One thing to note is that I try to keep system requirements of that software pretty low, so that more people can install it, using a cheap server. That’s why implementation can’t use CUDA or require GPU. While you can easily rent such a server today it will cost more, thus reducing the potential auditory. It would be much better if it can work just on CPU, preferably without exotic dependencies.

Choosing the language

If you ask data scientist or person involved in practical experience with neural networks, almost all of them will recommend you to grab Python language for solving machine learning task. It’s definetely a smart choice because of the community, amount of libraries available, simplicity of the language and so on. Needless to say you’ll easily find extremely popular face recognition libraries in Python with great examples and documentation.

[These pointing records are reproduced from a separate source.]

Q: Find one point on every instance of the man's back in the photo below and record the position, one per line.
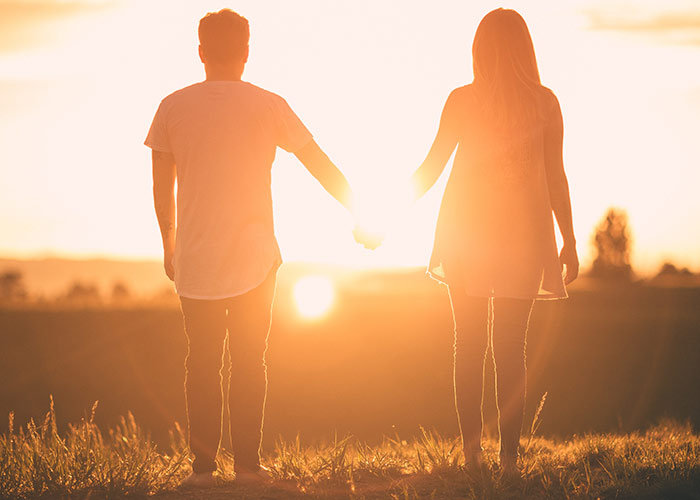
(223, 136)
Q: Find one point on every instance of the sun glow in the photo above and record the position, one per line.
(314, 296)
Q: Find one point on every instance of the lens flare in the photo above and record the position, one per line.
(314, 296)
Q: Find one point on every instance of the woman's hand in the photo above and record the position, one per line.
(568, 258)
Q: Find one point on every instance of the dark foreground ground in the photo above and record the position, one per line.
(379, 364)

However I decided to choose Go for several reasons:

  • My forum is written in Go, I really like the convenience of single-binary backend so it would be nice to have simple integration of face recognition routines with the rest of backend, instead of implementing some IPC and requiring Python dependencies.
  • Go generally faster and more importantly consumes less memory than Python. Of course critical parts of any performant Python library are written in C/C++ but you will have overhead of Python VM anyway. You can always rent machine with more memory if we’re speaking about hosting but I prefer faster languages unless it significantly hurts development time. I won’t use C or C++ as my main language for writing web applications but Go is fine, almost as simple as Python.
  • I haven’t found face recognition libraries for Go so writing one would be both fun and helpful for others.

Choosing the framework

As said earlier, neural networks and thus frameworks implementing them are massively widespread. Only in computer vision you have Caffe, Torch, TensorFlow and others.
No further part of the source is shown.